Los tres agentes del Servicio Secreto que habían subido por el ascensor de servicio desde la entrada trasera esperaban a unos siete metros pasillo abajo, en un pequeño rincón en forma de L que albergaba el ascensor de servicio, por el que bajarían al presidente una vez detenido. El ascensor central que habían usado Hap y los demás estaba cerrado y «temporalmente fuera de servicio».

Con la tarjeta electrónica de acceso en la mano, Hap Daniels miró a Bill Strait, que sujetaba el impermeable para cubrir la cabeza del presidente, y luego miró a Jake Lowe y al doctor Marshall.

– Cinco segundos -dijo en voz baja al pequeño micro que llevaba en la solapa.

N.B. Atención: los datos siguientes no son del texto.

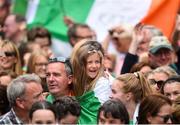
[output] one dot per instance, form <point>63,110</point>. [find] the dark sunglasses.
<point>64,60</point>
<point>159,83</point>
<point>166,117</point>
<point>58,59</point>
<point>8,54</point>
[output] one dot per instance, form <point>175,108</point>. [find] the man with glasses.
<point>59,78</point>
<point>160,51</point>
<point>22,92</point>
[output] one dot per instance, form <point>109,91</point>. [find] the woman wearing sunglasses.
<point>131,88</point>
<point>10,59</point>
<point>91,87</point>
<point>155,109</point>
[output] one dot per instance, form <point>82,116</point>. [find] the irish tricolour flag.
<point>99,14</point>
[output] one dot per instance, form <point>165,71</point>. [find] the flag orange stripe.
<point>162,14</point>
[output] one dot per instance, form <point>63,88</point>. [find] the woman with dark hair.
<point>171,87</point>
<point>42,112</point>
<point>155,109</point>
<point>131,88</point>
<point>113,112</point>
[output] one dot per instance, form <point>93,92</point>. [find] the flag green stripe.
<point>20,7</point>
<point>77,9</point>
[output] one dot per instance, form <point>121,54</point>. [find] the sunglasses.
<point>166,117</point>
<point>159,83</point>
<point>8,54</point>
<point>64,60</point>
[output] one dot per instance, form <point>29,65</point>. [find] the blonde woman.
<point>91,87</point>
<point>37,63</point>
<point>131,88</point>
<point>10,59</point>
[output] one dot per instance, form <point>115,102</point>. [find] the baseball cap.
<point>159,42</point>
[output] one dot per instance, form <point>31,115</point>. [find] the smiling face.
<point>9,60</point>
<point>58,80</point>
<point>43,116</point>
<point>93,65</point>
<point>160,118</point>
<point>117,91</point>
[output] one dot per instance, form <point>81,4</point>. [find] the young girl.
<point>113,112</point>
<point>91,87</point>
<point>42,112</point>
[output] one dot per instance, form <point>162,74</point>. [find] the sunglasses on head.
<point>8,54</point>
<point>64,60</point>
<point>159,83</point>
<point>58,59</point>
<point>166,117</point>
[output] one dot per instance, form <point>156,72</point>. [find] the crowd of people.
<point>139,84</point>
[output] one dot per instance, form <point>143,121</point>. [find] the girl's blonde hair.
<point>81,51</point>
<point>17,66</point>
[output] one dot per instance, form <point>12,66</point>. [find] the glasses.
<point>41,64</point>
<point>166,117</point>
<point>58,59</point>
<point>159,83</point>
<point>8,54</point>
<point>64,60</point>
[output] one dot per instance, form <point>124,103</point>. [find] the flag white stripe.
<point>31,10</point>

Levantó un dedo, luego otro.

Los cuatro efectivos de la CIA apostados en la azotea de enfrente se pusieron alerta. Los dos que vigilaban en la calle apuntaron sus prismáticos hacia la ventana de la habitación 408. Los dos tiradores con rifles Barret del calibre 50 y mirillas telescópicas de visión nocturna apuntaron. Si alguien o algún grupo tenían al presidente secuestrado, él, ella o ellos estarían muertos en cuestión de segundos.


Vestíbulo del hotel, a la misma hora


Marten y el presidente estaban unos pasos por detrás de Demi. Tras ella veían a la agente de la CIA de pie, justo dentro del salón principal del hotel. A su derecha vieron al recepcionista que colgaba el teléfono, daba media vuelta y luego se ponía a hablar con alguien.

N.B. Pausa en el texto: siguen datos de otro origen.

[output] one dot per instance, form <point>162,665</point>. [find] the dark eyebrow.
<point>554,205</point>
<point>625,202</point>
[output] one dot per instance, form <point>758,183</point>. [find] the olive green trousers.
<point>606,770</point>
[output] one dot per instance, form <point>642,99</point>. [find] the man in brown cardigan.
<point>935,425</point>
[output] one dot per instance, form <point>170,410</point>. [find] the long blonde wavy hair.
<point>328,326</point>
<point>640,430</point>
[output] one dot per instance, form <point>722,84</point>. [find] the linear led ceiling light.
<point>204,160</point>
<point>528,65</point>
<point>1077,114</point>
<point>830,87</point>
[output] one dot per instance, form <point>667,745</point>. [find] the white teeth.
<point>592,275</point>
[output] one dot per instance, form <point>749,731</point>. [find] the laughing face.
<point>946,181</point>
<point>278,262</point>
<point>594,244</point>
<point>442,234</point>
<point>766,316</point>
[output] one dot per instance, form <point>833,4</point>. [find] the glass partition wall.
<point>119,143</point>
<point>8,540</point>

Pasillo de la cuarta planta


Hap Daniels levantó el cuarto dedo, luego el quinto.

De un solo gesto deslizó la tarjeta electrónica por la ranura. Medio segundo más tarde el piloto rojo de la puerta se puso verde y él empujó la puerta.


Salón del hotel


Excusez-moi. Mes amis sont partis. Pouvez-vous m'indiquer la manière d'arriver au port? Mon hôtel se trouve là.

Demi se había puesto delante de Juliana Ortega y le tapaba la vista de la entrada del hotel. Al hacerlo, Marten y el presidente se colaron y salieron a la abarrotada acera del exterior.

Trouvez un taxi, c'est un peu loin d'ici -le dijo Ortega bruscamente para luego, inmediatamente, rodearla para no perder de vista la puerta.

Merci -agradeció Demi, y luego se dio la vuelta y se marchó.